Ottorino, ému de pitié: «Viendrais-tu avec moi?
--S'il ne tenait qu'à moi! Je crains de déplaire à ces braves gens... Ils me veulent tant de bien!... Mais ce n'est pas ici qu'est mon père.»
Ces meuniers s'étaient en effet pris d'un grand amour pour cet enfant. Quand Visconti les pria de le lui laisser l'homme répondit: «Oh! votre seigneurie, elle est trop bonne! Qu'il parte pourtant: trop de bonté de la part de votre seigneurie!»
Mais la Nena, sa femme, qui avait ouï parler en général des malheurs du monde, des caprices des seigneurs, manquait de courage, et disait à l'enfant: «Ne prends pas garde à ce qu'il dit; reste ici. Le pain ne te manquera pas si tu veux travailler, et tu seras tranquille, et du moins tu demeureras dans la crainte de Dieu.»
Au contraire.
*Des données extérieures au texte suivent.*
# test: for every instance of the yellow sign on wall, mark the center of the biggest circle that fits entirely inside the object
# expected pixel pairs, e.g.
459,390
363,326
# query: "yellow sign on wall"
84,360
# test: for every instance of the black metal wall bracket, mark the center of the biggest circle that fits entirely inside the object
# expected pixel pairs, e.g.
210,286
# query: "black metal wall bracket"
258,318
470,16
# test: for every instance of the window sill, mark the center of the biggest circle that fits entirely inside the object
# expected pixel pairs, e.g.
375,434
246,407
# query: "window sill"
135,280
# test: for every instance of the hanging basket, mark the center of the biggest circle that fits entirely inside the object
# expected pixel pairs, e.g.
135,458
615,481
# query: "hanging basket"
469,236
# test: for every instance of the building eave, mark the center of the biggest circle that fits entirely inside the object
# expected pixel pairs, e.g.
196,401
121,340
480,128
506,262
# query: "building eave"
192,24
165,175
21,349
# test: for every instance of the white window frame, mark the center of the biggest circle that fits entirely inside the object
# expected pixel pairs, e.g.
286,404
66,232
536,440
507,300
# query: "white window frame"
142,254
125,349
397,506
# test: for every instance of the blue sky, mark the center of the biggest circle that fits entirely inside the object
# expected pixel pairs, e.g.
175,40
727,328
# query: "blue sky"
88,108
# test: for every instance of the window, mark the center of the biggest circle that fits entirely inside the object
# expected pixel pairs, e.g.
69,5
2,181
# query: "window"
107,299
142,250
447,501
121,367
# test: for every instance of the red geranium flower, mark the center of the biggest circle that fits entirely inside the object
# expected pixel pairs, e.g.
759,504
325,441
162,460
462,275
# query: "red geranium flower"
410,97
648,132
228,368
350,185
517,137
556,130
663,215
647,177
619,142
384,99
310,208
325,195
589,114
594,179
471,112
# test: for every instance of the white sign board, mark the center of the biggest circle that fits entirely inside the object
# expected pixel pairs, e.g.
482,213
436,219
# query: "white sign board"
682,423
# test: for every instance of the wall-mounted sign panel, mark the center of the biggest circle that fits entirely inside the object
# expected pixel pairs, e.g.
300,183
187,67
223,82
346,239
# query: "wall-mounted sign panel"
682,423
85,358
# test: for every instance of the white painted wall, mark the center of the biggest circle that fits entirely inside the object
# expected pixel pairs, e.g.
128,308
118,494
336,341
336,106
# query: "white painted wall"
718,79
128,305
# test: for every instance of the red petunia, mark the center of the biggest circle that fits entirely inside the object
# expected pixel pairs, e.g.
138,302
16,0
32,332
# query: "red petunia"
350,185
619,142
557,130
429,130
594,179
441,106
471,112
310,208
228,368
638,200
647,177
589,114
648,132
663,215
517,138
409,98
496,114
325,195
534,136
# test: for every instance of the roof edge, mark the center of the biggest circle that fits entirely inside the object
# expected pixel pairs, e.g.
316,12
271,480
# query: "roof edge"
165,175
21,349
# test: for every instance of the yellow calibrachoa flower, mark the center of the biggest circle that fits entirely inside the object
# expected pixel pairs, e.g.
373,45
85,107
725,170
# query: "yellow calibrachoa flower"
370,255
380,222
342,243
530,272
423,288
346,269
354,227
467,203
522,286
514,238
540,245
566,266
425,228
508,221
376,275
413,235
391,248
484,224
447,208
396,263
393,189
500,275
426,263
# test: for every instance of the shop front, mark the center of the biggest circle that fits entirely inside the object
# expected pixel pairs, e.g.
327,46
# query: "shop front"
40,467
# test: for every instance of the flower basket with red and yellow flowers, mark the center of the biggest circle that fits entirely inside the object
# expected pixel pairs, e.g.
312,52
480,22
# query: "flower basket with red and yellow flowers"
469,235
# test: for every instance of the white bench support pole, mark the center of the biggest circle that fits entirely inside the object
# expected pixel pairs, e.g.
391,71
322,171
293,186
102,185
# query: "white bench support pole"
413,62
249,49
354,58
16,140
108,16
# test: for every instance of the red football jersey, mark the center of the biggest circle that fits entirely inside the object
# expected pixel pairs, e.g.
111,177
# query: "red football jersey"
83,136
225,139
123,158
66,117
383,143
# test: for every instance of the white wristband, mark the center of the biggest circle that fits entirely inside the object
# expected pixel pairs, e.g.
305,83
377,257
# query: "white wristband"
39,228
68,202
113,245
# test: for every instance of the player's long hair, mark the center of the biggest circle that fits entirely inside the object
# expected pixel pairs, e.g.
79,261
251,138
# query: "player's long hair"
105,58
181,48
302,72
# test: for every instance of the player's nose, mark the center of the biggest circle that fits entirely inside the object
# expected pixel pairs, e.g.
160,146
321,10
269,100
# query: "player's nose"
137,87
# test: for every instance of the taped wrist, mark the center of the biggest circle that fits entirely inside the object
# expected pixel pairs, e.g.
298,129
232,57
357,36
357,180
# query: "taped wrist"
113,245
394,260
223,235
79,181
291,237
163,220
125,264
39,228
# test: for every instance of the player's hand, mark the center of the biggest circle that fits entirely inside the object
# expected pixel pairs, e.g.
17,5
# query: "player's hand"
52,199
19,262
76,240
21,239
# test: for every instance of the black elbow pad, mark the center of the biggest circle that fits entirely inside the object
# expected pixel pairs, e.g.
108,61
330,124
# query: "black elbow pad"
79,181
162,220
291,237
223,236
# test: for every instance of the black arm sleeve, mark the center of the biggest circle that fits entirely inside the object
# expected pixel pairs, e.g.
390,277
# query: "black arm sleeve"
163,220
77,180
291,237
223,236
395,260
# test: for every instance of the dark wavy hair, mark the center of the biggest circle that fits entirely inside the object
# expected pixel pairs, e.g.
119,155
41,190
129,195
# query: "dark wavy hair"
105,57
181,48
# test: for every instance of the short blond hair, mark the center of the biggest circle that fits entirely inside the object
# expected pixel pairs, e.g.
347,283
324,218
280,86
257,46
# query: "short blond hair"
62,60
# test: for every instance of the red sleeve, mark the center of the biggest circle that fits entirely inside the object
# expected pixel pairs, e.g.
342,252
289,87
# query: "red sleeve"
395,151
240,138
Maso (c'est ainsi qu'on nommait le meunier), homme qui avait parcouru le monde, c'est-à-dire qui était allé prendre du grain et porter de la farine jusqu'à Crémone et à Castelmaggiore, et qui croyait avoir quelque connaissance des hommes, parce qu'il avait connu beaucoup de marchands de grains, lui coupa la parole et dit: «Comment, tu voudrais lui ravir cette bonne fortune? Ne vois-tu pas? c'est un petit diable: grande santé, grand courage, grand appétit; il a tout ce qu'il faut pour faire un grand homme. Laisse-le emmener par sa seigneurie, et tu verras qu'il fera son chemin. Il n'est pas né meunier, et ce n'est pas là ce qu'il doit faire.»
L'avis du mari prévalut. La Nena, au moment de prendre congé de son enfant d'adoption, et en lui rajustant sur le dos les méchants haillons qui le couvraient, pendant qu'il sautait de joie, lui dit: «Garde-toi du danger, fuis les mauvaises compagnies, les femmes et les cabarets.» conseils dont toutes les mères entremêlent leurs adieux à leurs fils. Maso ajouta: «Respecte sa seigneurie et fait fortune.» Puis Ottorino emmena le jeune garçon avec lui.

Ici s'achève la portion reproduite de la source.